Klarna and Stripe – Contenders to Companions
And then we have Exhibit C: The auspicious partnership between Stripe and Klarna we already mentioned.
It’s no wonder that this coop hit the industry like a thunderbolt: The straightforward code-based Stripe integration combined with the popular Klarna services opens up BNPL for online platforms of all layouts and sizes. In the wake of their partnership, the two companies also announced to add more products and address more markets.
We are speaking of two of the highest-rated fintech unicorns here. Both already pose massive challenges to traditional finance. Klarna is one of the e-commerce payment providers with the best chances of meeting PayPal on eye level. In 2021, Klarna achieved a year-over-year growth rate of 42%, while PayPal only reached 34%.
And Klarna brings expertise to the table, that Stripe doesn’t have. Fintech professionals have often described Stripe as a payment technology aimed at developers. Stripe lays the “rails” for different forms of financial interactions (payment, banking) etc. Thus it strongly operates process-focused: The company sees itself as a “global payments and treasury” network, an infrastructure provider to move money.

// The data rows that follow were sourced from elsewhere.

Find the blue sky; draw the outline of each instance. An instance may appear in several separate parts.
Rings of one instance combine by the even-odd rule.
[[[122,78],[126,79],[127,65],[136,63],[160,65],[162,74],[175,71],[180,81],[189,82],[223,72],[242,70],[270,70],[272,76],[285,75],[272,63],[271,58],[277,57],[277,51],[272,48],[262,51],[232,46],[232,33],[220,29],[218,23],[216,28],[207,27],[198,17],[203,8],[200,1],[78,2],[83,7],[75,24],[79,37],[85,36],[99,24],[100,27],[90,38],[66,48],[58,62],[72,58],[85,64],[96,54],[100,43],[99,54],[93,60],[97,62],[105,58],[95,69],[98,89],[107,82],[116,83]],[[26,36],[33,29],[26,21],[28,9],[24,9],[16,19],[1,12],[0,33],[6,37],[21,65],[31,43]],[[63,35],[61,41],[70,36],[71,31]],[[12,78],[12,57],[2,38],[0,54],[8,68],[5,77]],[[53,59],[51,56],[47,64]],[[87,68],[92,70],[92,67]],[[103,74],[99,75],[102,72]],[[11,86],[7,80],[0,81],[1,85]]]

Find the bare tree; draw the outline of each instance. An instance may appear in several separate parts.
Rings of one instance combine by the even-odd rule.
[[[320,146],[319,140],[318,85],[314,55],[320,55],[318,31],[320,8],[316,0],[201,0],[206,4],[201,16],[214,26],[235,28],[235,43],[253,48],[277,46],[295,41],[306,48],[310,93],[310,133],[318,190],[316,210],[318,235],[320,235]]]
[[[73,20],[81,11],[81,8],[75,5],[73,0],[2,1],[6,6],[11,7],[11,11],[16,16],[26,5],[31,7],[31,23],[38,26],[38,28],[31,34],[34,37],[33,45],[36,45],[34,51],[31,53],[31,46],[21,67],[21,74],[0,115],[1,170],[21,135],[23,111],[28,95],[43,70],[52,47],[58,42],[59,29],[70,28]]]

Furthermore, Stripe places its focus on easy integration (Stripe Checkout, Stripe Payment…): Just incorporate the Stripe code on your web page and you are ready to accept payments, in exchange for a simple fixed fee plus a percentage of the transaction’s amount. In contrast, Klarna does not so much target developers but high-rolling merchants – and those care more for conversion and checkout experience than for technical details. Klarna is also ahead of the game with customers, offering prepaid virtual cards based on credit risk, etc.
A Platform of Platforms?
It stands to reason that Stripe will continue to form similar partnerships in order to offer new ways of payment. Becoming a platform of platforms by building a global economic infrastructure on the net has always been Stripe’s explicit goal. Whether Stripe will partner up with a bank, as Chris Skinner would view as an even more significant step, or just expand their payment facilitation services further, will be seen.
What’s certain: With all its strategic goals laid out before it, Stripe (and other platforms like it) will face obstacles on the way to becoming a global infrastructure and payment provider. One would be the prevalence of different solutions of similar remark in other parts of the world. Most notably Ant Financial and WeChatPay in China.
We can see more fundamental obstacles looming on the horizon, too. Take the decoupling of regional markets due to international conflicts, for instance. But whatever the case will be – partnerships with proper partners will never get old, platform or not.